WRAL Poll Finds North Carolinians Overwhelmingly Support Election Day Mail-in Ballot Deadline
Poll shows 56% support for making Election Day the deadline for mail-in ballots
SurveyUSA: “Proposal to require all mail-in ballots, including military ballots from overseas, to arrive by Election Day backed by 2:1 margin of voters.”
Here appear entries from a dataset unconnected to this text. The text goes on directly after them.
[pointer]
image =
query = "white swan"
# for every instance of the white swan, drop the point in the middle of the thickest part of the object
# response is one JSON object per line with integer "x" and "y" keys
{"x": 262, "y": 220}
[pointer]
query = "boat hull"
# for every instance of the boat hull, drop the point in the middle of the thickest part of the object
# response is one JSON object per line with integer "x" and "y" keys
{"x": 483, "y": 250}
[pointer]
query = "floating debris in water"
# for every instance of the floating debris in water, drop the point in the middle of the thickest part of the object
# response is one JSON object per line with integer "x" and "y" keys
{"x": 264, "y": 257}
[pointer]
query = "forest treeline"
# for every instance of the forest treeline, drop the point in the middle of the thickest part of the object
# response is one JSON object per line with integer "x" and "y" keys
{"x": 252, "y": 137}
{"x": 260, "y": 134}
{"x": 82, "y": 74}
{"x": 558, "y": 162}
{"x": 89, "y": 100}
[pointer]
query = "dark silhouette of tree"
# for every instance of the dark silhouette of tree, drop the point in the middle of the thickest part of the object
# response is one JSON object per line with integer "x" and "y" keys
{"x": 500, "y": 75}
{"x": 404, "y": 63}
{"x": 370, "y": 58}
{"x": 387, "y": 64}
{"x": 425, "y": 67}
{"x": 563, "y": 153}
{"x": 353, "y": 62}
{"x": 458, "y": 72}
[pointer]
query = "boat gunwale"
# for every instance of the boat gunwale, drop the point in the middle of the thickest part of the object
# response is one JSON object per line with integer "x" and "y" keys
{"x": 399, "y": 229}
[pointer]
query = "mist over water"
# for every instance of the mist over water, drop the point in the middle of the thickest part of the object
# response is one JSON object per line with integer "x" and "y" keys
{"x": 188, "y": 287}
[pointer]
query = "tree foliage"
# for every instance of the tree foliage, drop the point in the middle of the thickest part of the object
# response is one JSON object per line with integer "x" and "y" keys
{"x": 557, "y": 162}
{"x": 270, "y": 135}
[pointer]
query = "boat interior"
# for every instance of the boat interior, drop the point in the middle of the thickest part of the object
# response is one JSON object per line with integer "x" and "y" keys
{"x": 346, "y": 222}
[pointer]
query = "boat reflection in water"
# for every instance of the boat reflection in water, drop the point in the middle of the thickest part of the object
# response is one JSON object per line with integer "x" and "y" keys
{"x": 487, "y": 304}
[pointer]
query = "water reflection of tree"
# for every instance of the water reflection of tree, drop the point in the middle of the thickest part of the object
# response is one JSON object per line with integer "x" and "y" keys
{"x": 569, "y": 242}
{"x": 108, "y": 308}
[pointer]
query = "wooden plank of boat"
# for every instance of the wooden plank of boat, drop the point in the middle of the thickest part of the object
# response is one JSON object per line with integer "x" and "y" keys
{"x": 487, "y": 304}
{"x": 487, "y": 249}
Raleigh, N.C. — According to a poll conducted by SurveyUSA on behalf of WRAL-TV, a proposal to move the mail-in ballot deadline to Election Day in North Carolina enjoys overwhelming support. Yet, WRAL has barely covered this result, even though at least eight articles have been published covering other polls it had SurveyUSA conduct.
On SurveyUSA’s website, it says voters support the Election Day deadline by a “2:1 margin.”
On Monday, April 11, WRAL-TV aired the results as part of a larger segment on the SurveyUSA poll. An online news article posted the same day did not include any written mention of the mail-in ballot deadline question but covered other aspects of the survey.
It’s not surprising that WRAL would barely cover this result. Its opinion section blasted the proposal, calling it “arbitrary and nonsensical.”
“North Carolinians broadly support changing the deadline to receive mail-in ballots to Election Day. Changing the deadline boosts confidence in our elections. Maybe now legislative Democrats and Gov. Cooper will stop peddling their false narrative that this policy is an attempt at voter suppression,” Sen. Paul Newton (R-Cabarrus), who serves as the chairman of the Senate Redistricting and Elections Committee, said.
Late last year, Gov. Roy Cooper vetoed a bill to move the deadline to Election Day.
Election Day is the election deadline in Democratic-controlled states like Colorado, Delaware, Hawaii, Maine, Oregon, Rhode Island, and others.
FiveThirtyEight gives SurveyUSA an “A” rating. According to SurveyUSA, 2,500 North Carolina adults were interviewed between April 6 and April 10 for the poll. Of those interviewed, 2,068 are registered to vote in North Carolina. The poll has a plus or minus 2.7 percentage point credibility interval.
*NOTE: This release has been updated to correct the on-air coverage of the poll results.